Binder derived from industrial solid waste: a low-carbon attempt for deep soil mixing pile

This study develops a solid waste–based binder (SWB) as a sustainable alternative to ordinary Portland cement (OPC) for deep soil mixing (DSM) applications. The binder was formulated using steel slag (SS), mineral slag (MS), two desulfurisation by-products (DP-1 and DP-2), and a reduced amount of OPC. The optimal composition, determined by way of response surface methodology, was MS:SS:DP-1:DP-2:OPC = 40:20:15:5:20. The SWB-stabilised silt achieved unconfined compressive strengths (UCS) of 1.99 MPa at 7 days and 3.21 MPa at 28 days, with notable synergistic effects between MS and SS. A predictive model for 28-day UCS incorporating moisture and binder content was established.

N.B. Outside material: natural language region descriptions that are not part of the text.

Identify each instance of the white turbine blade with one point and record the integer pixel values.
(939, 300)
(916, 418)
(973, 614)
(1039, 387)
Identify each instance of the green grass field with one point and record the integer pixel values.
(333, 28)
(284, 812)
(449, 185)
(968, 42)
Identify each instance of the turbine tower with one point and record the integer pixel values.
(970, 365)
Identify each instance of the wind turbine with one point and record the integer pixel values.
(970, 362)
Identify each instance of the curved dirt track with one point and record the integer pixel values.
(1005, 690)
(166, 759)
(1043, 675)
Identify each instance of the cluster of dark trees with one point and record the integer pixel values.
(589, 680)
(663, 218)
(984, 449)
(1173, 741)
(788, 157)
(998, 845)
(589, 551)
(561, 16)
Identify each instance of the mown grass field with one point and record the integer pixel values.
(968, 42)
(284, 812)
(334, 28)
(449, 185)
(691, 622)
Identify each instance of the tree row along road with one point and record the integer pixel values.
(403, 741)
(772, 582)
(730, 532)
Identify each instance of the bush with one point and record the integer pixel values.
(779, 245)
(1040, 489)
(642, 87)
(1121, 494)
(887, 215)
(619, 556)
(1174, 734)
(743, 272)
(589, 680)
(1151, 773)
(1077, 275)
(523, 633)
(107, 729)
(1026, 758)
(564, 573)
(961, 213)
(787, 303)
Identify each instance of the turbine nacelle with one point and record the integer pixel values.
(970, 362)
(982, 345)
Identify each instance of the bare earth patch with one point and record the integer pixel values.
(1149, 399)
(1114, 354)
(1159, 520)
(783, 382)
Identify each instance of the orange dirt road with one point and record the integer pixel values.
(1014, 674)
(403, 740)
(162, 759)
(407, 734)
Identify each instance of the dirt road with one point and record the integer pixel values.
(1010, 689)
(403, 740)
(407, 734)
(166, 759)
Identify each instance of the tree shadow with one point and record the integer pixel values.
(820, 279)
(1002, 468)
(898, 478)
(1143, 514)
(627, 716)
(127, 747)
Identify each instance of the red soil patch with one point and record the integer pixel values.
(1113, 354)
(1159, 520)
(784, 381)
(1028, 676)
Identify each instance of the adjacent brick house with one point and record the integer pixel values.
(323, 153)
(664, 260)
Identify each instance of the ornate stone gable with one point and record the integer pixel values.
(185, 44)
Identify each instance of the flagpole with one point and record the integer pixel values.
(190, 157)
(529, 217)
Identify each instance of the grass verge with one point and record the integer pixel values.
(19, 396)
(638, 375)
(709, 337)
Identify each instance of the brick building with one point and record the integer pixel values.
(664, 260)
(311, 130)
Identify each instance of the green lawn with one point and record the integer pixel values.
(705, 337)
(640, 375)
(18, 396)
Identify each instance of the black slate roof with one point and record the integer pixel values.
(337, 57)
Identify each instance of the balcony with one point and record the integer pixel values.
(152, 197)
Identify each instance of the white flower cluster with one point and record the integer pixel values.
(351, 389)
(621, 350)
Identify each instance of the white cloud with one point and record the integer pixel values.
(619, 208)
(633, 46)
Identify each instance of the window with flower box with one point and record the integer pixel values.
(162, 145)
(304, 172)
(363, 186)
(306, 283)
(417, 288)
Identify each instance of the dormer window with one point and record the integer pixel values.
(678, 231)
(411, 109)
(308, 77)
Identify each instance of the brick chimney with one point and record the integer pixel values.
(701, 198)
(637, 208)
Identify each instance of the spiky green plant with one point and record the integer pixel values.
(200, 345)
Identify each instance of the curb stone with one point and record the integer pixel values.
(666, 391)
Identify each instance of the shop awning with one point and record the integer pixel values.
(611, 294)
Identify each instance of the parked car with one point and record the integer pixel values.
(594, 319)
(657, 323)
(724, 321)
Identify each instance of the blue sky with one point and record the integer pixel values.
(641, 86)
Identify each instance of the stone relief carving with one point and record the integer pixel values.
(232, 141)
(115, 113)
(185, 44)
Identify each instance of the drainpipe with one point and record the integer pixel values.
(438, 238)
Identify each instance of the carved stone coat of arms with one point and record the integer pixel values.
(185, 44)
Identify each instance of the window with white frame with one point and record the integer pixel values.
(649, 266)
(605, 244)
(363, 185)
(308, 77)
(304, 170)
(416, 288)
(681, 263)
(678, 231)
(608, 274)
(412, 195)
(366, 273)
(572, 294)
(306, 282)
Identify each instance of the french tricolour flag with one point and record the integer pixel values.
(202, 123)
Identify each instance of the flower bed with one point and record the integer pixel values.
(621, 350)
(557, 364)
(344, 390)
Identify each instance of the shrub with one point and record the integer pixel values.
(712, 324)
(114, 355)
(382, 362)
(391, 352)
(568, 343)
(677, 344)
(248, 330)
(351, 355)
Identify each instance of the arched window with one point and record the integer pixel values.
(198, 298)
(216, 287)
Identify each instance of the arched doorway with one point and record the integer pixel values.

Hydration reactions produced cementitious gels with minimal heavy metal leaching. Full-scale DSM pile tests showed that SWB-treated piles (60 and 70 kg/m) reached bearing capacities of 220 and 260 kN, outperforming OPC-treated piles (160 kN at 60 kg/m), and exhibited higher quality indices. SWB-treated piles reduce total carbon dioxide emissions by more than 70% and binder material costs by over 60% compared with OPC, yielding a more than three-fold improvement in carbon efficiency. As a sustainable binder with technical, environmental, and economic viability, SWB directly contributes to UN SDG 11 by improving urban infrastructure in climate resilience and resource efficiency.